Gareth Barry – Maybe I’m being unfair singling out just one member of the ‘cab four’ but Gareth Barry is, in terms of appearances, the most experienced player in English Premier League history. Let that sink in when you remember he was allegedly part of the group who stole a taxi. West Brom are bottom of the league and now out of the cup and they have that disastrous air about them where everybody keeps doing stupid things. We’ll move on to his manager later.

Juan Mata – Mata thought he’d scored Man Utd’s second before the biggest drama of the weekend took place – the VAR sideshow took another dark turn by not-really-working-but-actually-you-know-what-it-did-work-because-Graham-Poll-said-it-did-after-EIGHT MINUTES. Yes, I’ve included Mata because it allows me to touch on the only talking point of the weekend, or if you watched BT’s coverage the entire 90 minutes. Mata’s knee cap was offside, yes, we eventually discovered that to be true, but we’re talking the finest of fine margins here and I don’t think it was clear and obvious enough to overturn the on-field decision. Then there are the wonky lines. I haven’t seen a line as bad as that since Newcastle tried to play offside against Liverpool under Ruud Gullit. This nuisance machinery is going to ruin a World Cup this summer – unless it turns out it is just the English FA that are incompetent, which seems quite likely.

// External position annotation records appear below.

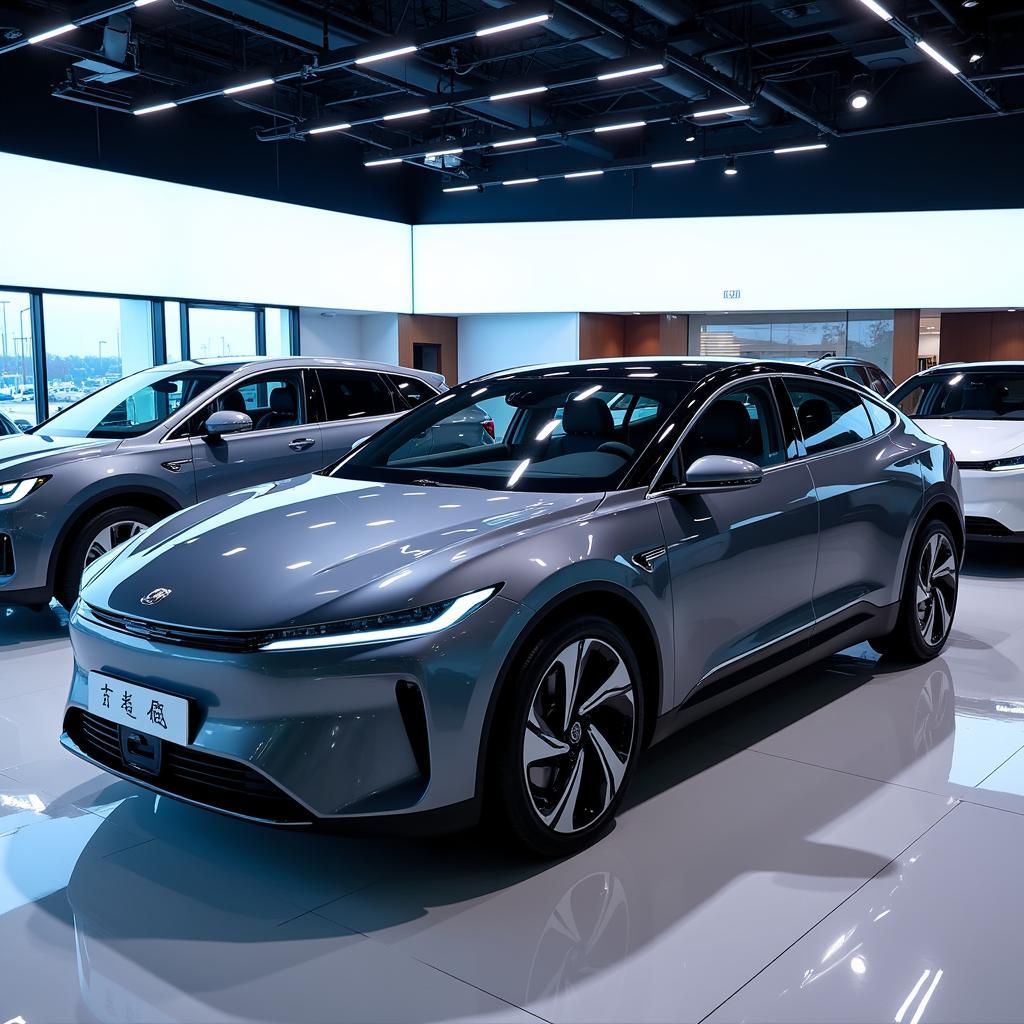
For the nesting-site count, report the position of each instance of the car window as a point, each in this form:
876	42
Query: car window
742	424
349	394
412	389
829	418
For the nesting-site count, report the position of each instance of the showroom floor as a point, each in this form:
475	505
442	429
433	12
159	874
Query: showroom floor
846	846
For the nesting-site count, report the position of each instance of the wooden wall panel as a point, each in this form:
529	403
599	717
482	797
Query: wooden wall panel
441	331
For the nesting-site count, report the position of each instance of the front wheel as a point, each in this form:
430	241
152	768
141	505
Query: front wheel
569	745
929	600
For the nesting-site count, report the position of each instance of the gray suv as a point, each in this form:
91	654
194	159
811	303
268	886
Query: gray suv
127	456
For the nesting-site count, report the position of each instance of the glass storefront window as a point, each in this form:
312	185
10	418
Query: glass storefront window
92	342
17	395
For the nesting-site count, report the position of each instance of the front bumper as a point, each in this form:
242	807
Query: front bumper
993	503
298	736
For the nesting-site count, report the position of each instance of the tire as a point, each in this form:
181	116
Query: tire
928	603
91	540
557	804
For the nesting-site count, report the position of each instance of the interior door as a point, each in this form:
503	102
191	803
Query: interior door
282	443
741	561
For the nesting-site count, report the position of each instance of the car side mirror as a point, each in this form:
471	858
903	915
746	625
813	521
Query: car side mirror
226	422
721	472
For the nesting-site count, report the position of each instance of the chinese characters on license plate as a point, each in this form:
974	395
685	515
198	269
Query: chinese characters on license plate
152	712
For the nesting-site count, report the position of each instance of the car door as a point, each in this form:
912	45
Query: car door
283	442
867	488
355	403
741	561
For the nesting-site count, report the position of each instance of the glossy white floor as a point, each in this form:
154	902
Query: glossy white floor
846	847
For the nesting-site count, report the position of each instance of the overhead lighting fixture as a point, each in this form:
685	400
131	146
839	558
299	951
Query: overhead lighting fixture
645	70
513	141
419	112
326	128
736	109
509	26
59	31
261	84
803	148
621	127
937	56
877	8
387	54
531	91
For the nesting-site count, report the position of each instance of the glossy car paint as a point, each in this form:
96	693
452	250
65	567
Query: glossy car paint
729	591
157	469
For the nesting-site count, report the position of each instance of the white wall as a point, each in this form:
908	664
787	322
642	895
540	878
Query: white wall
83	229
829	261
495	342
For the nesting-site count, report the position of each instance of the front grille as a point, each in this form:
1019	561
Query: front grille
190	773
981	526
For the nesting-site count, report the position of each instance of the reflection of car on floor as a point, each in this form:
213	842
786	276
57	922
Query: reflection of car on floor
978	410
501	629
159	440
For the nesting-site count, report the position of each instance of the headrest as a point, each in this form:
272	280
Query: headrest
283	400
232	402
726	424
588	417
814	416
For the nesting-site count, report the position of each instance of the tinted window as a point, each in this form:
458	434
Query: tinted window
412	389
829	418
349	394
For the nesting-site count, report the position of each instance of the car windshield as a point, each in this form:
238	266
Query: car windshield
964	394
134	406
562	434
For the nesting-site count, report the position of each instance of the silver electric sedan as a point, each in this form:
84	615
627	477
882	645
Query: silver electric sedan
424	634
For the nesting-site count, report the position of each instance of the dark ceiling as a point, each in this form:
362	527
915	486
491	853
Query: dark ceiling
323	100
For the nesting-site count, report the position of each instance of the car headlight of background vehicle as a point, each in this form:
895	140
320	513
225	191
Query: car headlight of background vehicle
14	491
379	629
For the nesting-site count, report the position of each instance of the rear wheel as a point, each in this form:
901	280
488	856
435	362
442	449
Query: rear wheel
92	540
569	745
929	600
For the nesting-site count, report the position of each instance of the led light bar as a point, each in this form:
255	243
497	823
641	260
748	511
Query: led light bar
736	109
386	54
803	148
326	128
261	84
645	70
419	112
59	31
621	127
509	26
937	56
532	91
154	109
513	141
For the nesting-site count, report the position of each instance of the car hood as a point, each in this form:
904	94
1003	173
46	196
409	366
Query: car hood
315	549
20	454
978	440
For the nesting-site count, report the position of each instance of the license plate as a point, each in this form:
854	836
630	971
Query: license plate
147	711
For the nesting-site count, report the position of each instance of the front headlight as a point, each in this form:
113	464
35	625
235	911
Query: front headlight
1003	465
379	629
14	491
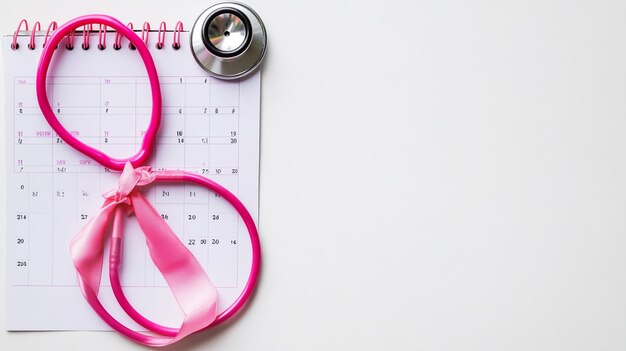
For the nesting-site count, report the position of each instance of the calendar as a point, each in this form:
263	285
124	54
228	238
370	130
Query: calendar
209	127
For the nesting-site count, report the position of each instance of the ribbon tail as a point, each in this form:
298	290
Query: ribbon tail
87	247
186	278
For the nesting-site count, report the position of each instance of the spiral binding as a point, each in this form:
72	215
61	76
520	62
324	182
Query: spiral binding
102	31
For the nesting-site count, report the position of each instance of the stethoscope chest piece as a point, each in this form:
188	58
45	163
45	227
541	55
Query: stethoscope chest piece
228	40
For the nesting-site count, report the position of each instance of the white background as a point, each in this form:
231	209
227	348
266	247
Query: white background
435	175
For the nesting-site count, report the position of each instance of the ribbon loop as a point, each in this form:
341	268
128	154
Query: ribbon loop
194	292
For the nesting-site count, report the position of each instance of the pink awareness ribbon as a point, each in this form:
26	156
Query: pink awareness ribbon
192	288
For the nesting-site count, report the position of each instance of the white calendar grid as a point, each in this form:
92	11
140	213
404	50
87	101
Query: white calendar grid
60	188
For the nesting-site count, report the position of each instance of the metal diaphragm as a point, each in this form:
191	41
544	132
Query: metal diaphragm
228	40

Lucas Moura – Who would have thought a £25m signing would look good against Rochdale? Still, he took his goal well and he’s off and running. An interesting new option for Spurs especially as he isn’t Moussa Sissoko. Spurs though now have the dream in their hands – they could play every possible FA Cup round at Wembley.

Forwards

Jamie Vardy – Leicester weren’t at their best on Friday night but they still had enough to get past Sheffield United thanks to Jamie Vardy’s second-half goal. Vardy is really coming into form at the right time after a bit of a dry spell but I’ve been banging the FA Cup drum for Leicester since January – they are now one game away from Wembley and in no danger of being relegated. Throw the kitchen sink at it and I’m sure Bocelli will come back again for a sing-song when you prepare the FA Cup (replace Bocelli with Puel’s favourite if necessary)

Salomon Rondon – Goal of the weekend? A beautiful volley that was reminiscent of Van Persie during his Man Utd title-winning days. Shame it was all for nothing really. Rondon remains a mystery to me. He has a Premier League hat-trick to his name but can go months without scoring or even threatening to score. Call it the Pulis/Pardew factor.

Romelu Lukaku – The second Man Utd goal was a counter-attacking thing of beauty and although the pass into big Rom was nice, the way he took the goal was outstanding. Two for Lukaku on Saturday evening and Mourinho will hope this is the start of yet another purple patch, as Lukaku seems to be a patchy sort of player when it comes to scoring goals.

Manager

Alan Pardew – We need to talk about Alan. Why take your players away for some warm weather training when you’ve played Monday and will play again Saturday? Just lunacy. My theory is they booked in advance after seeing the 4th Round Draw, expected to lose to Liverpool and didn’t want to lose their deposit. Either way, the trip has been a disaster. Four of their players allegedly played real-life GTA and they lost to Southampton. Pardew himself will no doubt manage to deflect the blame, but with the people who appointed this fraud already fired, you do wonder if the axe will fall on the Pardy man before it is too late. It is certainly too late for their cup hopes.

That’s it for this week but mercifully the Premier League is back next weekend so hopefully not a VAR in sight. Toodles for now.